One of the challenges that arise in reinforcement learning is the trade-off between exploration and exploitation. The dilemma is that neither exploration nor exploitation can be pursued exclusively without failing at the task.

Another key feature of reinforcement learning is that it explicitly considers the whole problem of a goal-directed agent interacting with an uncertain environment. This is different than supervised learning since they’re concerned with finding the best classifier/regression without explicitly specifying how such an ability would finally be useful.

A complete, interactive, goal-seeking agent can also be a component of a larger behaving system. A simple example is an agent that monitors the charge level of a robot’s battery and sends commands to the robot’s control architecture. This agent’s environment is the rest of the robot together with the robot’s environment.


A policy defines the learning agent’s way of behaving at a given time

A reward signal defines the goal in a reinforcement learning problem. The agent’s sole objective is to maximize the total reward it receives over the long run

A value function specifies what is good in the long run. Roughly speaking, the value of a state is the total amount of reward an agent can expect to accumulate over the future, starting from that state. Without rewards there could be no value,s and the only purpose of estimating values is to achieve more reward. We seek actions that bring about states of highest value.

Unfortunately, it is much harder to determine values than it is to determine rewards. The most important component of almost all reinforcement learning algorithms we consider is a method for efficiently estimating values.

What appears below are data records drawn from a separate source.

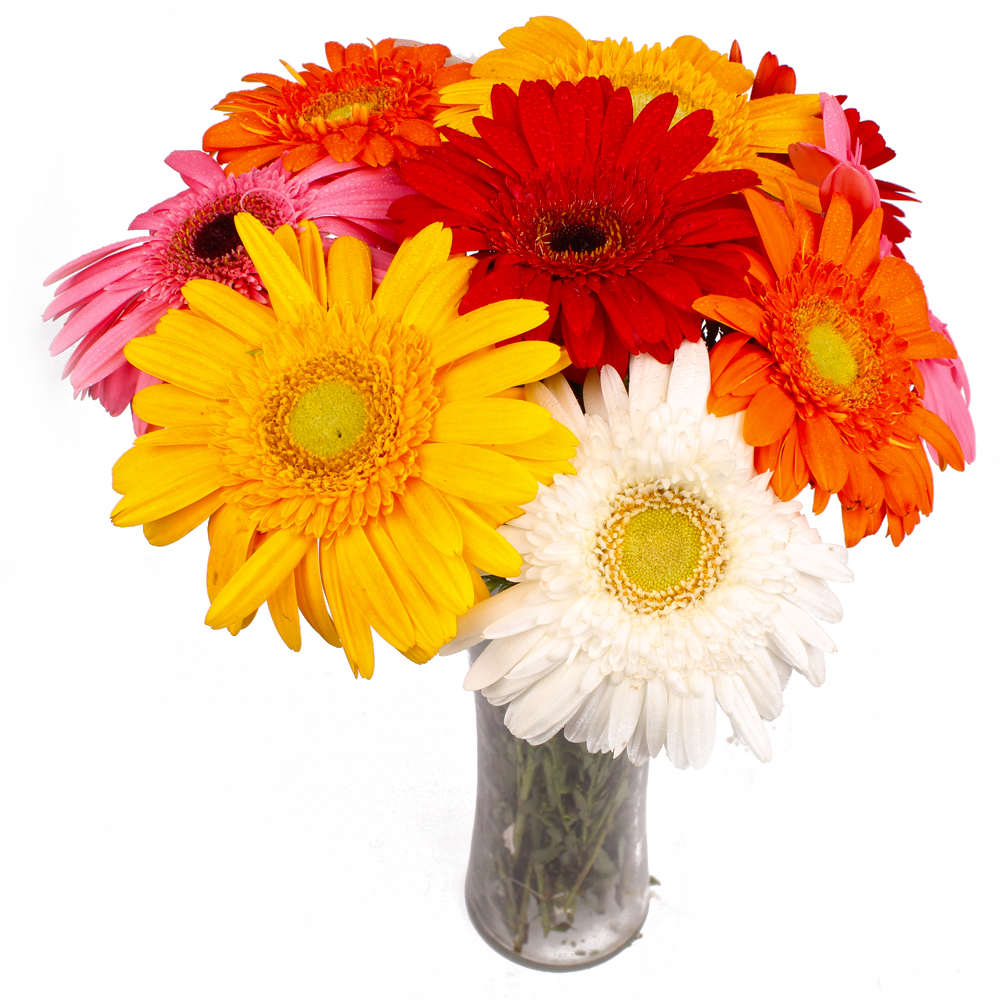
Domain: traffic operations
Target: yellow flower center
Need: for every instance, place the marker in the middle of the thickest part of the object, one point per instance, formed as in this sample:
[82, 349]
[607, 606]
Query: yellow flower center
[327, 419]
[325, 422]
[831, 354]
[337, 104]
[661, 548]
[835, 353]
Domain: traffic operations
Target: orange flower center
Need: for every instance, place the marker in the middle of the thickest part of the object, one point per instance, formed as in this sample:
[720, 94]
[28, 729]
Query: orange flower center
[337, 104]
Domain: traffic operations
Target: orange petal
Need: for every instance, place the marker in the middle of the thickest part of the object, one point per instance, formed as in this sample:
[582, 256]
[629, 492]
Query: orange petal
[938, 435]
[775, 230]
[824, 451]
[724, 351]
[749, 362]
[897, 288]
[768, 416]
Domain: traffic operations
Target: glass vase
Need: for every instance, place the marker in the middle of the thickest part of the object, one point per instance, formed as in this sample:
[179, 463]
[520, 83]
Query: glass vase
[558, 876]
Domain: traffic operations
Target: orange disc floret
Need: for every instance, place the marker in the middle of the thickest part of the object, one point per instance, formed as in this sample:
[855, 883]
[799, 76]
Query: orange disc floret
[823, 361]
[376, 104]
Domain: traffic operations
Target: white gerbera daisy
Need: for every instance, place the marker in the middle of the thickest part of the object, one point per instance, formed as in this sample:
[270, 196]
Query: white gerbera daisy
[663, 577]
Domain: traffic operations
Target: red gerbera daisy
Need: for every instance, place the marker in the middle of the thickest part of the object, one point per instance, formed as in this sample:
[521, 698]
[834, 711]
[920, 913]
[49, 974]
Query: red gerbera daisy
[569, 201]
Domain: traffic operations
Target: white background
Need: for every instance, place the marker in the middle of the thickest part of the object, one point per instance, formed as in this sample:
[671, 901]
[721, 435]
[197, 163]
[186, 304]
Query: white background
[195, 816]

Look at Tic-Tac-Toe example

Most of the time in a reinforcement learning algorithm, we move greedily, selecting the move that leads to the state with greatest value. Occasionally, however, we select randomly from amoung the other moves instead. These are called exploratory moves because they cause us to experience states that we might otherwise never see.

Summary: Reinforcement learning is learning by an agent from direct interaction wit its environment, without relying on exemplary supervision or complete models of the environment.